Friday, August 18, 2006

The More Things Change...


I recently have been inundating myself with the writings of the noted critic H.L. Mencken. What immediately strikes me upon reading him is that despite the progress we report to have made, we are, in many ways just the same now as we were eighty years ago. Allow me to highlight a few passages from said author's Notes on Democracy, which was originally published in 1926.

Democracy, in fact, is always inventing class distinctions, despite its theoretical abhorrence of them...Democratic man is quite unable to think of himself as a free individual; he must belong to a group or shake with fear and loneliness--and the group, of course, must have its leaders.


To some extent, this isn't surprising. We have learned that humans are social creatures and that their self-satisfaction depends largely upon acceptance among their peers. The classical liberal ideal of the Enlightened Man runs contrary to biological programming. Few of us appear capable of having the courage and fortitude to strike it out on our own and cling fast to our own convictions, in spite of the consequences.
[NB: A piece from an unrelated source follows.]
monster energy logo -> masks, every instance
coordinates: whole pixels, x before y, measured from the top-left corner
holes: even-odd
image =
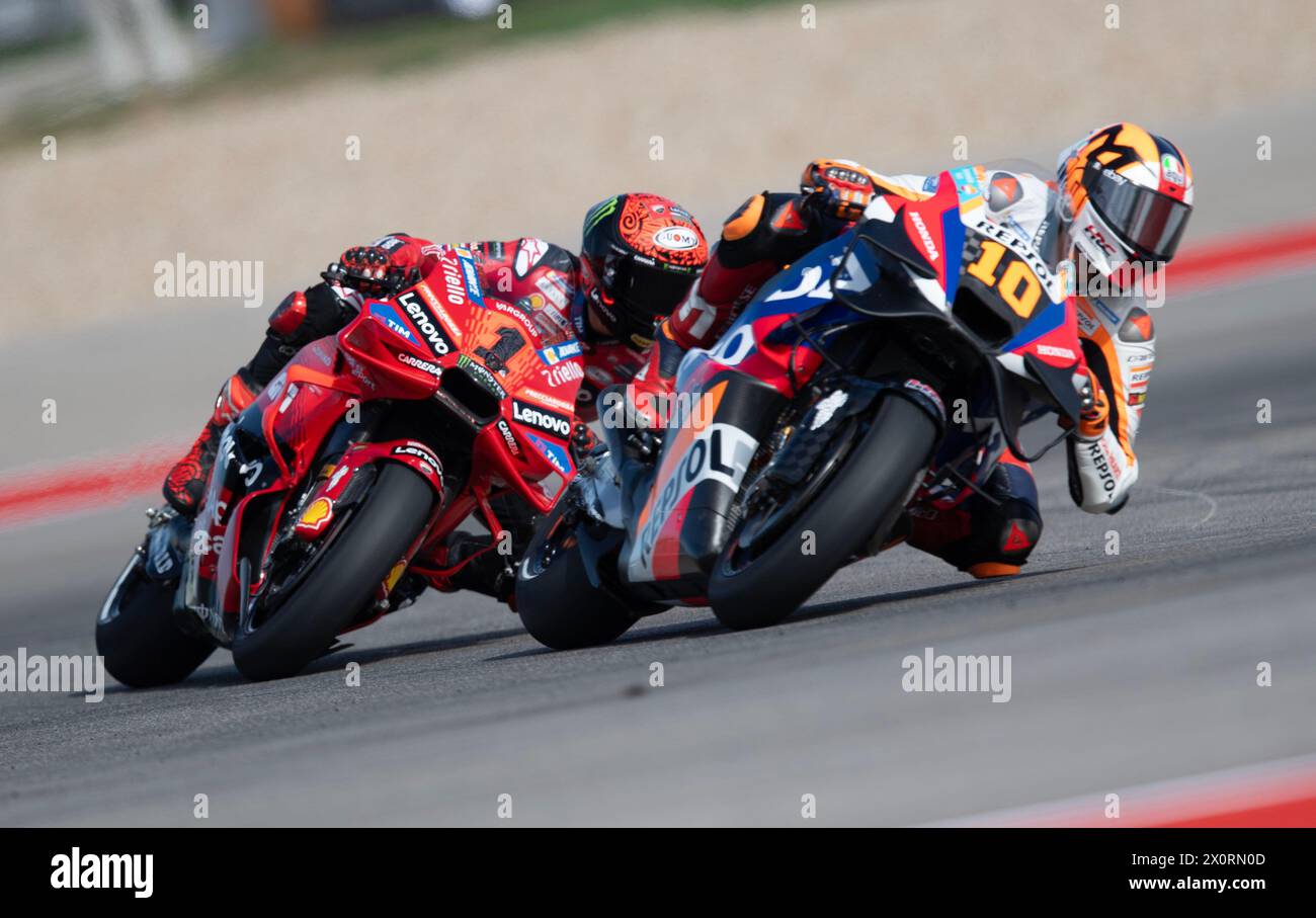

But Democracy is based on the theoretical ideal that all men are created equal. This I do not believe in for one second. I am inclined, instead, to believe that hierarchies are an inevitable part of human existence.
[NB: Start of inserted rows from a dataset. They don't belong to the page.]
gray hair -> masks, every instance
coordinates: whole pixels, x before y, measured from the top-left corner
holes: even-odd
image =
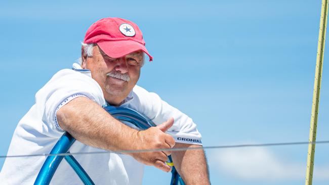
[[[97,45],[97,44],[94,43],[86,43],[83,42],[81,42],[81,45],[83,47],[83,55],[84,57],[93,57],[93,51],[94,50],[94,47]],[[144,65],[144,62],[145,60],[145,54],[143,52],[143,58],[142,59],[143,65]],[[76,61],[79,64],[82,64],[82,58],[79,57],[77,61]]]
[[[86,43],[81,42],[81,45],[83,47],[83,55],[84,57],[93,57],[93,50],[94,47],[96,45],[96,43]],[[79,64],[82,64],[82,58],[80,57],[76,61]]]

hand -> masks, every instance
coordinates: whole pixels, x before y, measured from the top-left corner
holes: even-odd
[[[171,118],[161,124],[137,132],[133,148],[135,150],[171,149],[175,146],[175,140],[170,135],[164,133],[174,124]],[[155,151],[134,153],[130,155],[137,161],[147,165],[152,165],[166,172],[171,170],[167,165],[167,156],[171,151]]]

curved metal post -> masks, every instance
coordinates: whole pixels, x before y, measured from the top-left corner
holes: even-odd
[[[121,121],[128,121],[141,129],[146,129],[151,126],[156,126],[150,119],[129,108],[108,106],[105,107],[104,109],[114,118]],[[75,139],[69,133],[65,132],[54,147],[50,154],[56,155],[68,152],[70,147],[75,141]],[[39,172],[34,184],[49,184],[63,158],[65,158],[66,161],[72,167],[85,184],[94,184],[86,171],[71,155],[67,155],[65,157],[61,155],[49,156]],[[168,156],[168,159],[169,162],[172,162],[171,156]],[[184,181],[181,178],[175,167],[173,166],[172,168],[172,177],[171,184],[185,185]]]
[[[65,132],[50,152],[50,154],[67,152],[75,141],[75,139],[70,134]],[[36,177],[34,184],[49,184],[63,158],[63,156],[49,156]]]

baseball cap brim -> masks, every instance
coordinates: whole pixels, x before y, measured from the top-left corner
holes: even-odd
[[[134,40],[105,41],[97,43],[97,45],[111,58],[120,58],[131,53],[142,50],[148,56],[150,61],[153,60],[153,57],[148,53],[145,46]]]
People deserve equal rights, but they are certainly not equal as regards their intellectual, economic, and moral stature.

But there is a form of human striving that is understood by democratic man even better...and that is the striving for money. The plutocracy, in a democratic state, tends inevitably, despite its theoretical infamy, to take the place of the missing aristocracy, and even to be mistaken for it.

It is, of course, something quite different. It lacks all the essential characters of a true aristocracy: a clean tradition, culture, public spirit, honesty, honor, courage--above all, courage.

Its most puissant dignitaries of today came out of the mob only yesterday--and from the mob they bring all of their peculiar ignobilities.


But as I alluded to in yesterday's entry, the US of A, by its very nature will always be the land and home of the nouveau riche. I do not see how a literate culture can exist in a place such as ours where dynamics of all shapes and sizes are constantly shifting. Culture, as Mencken defines it, cannot exist in America. This struggle will continue so long as there is an America.

All is not lost, however. Those of us self-professed, unashamed intellectuals have a role and a purpose to call bullshit where we see fit. No one should ever apologize for being intelligent. Indeed, it is the only means by which we are liberated from our chains.

To conclude, as one of my favorite professors once said: FLATTERY will get you everywhere, but only the TRUTH will set you free.